Solved – Stepwise Model Selection in Logistic Regression in R

aiclogisticrstepwise regression

I'm implementing a logistic regression model in R and I have 80 variables to chose from. I need to automatize the process of variable selection of the model so I'm using the step function.

I've no problem using the function or finding the model, but when I look at the final model I find that some of the variables chosen by the step function are not significant (I look at this using the summary function and looking at the fourth column in $coef, this is the Wald Test). This is a problem because I need all the variables included in the model to be significant.

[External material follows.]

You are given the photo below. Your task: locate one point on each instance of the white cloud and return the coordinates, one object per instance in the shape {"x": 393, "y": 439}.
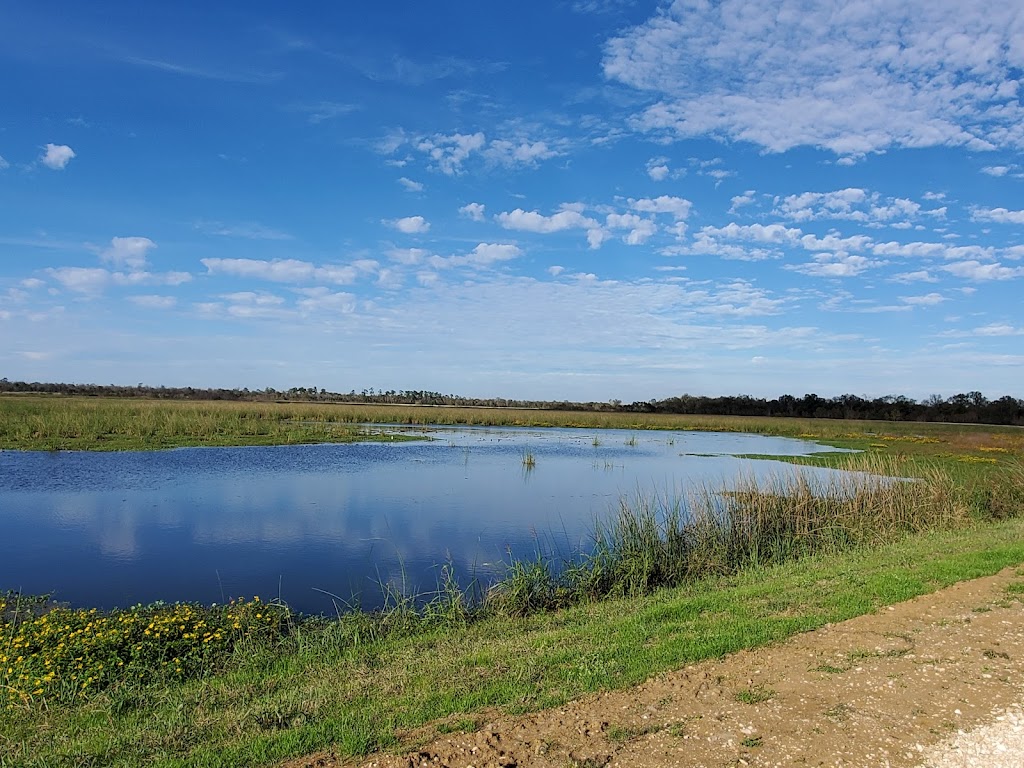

Is there any function or any way to get the best model based on AIC or BIC methods but that also consider that all the coefficients must be significant?
Thanks

Best Answer

Using stepwise selection to find a model is a very bad thing to do. Your hypothesis tests will be invalid, and your out of sample predictive accuracy will be very poor due to overfitting. To understand these points more fully, it may help you to read my answer here: Algorithms for automatic model selection.

The stepAIC function is selecting a model based on the AIC, not whether individual coefficients are above or below some threshold as SPSS does. However, the AIC can be understood as using a specific alpha, just not .05. Instead, it's approximately .157. For more on that, see @Glen_b's answers here: Stepwise regression in R – Critical p-value.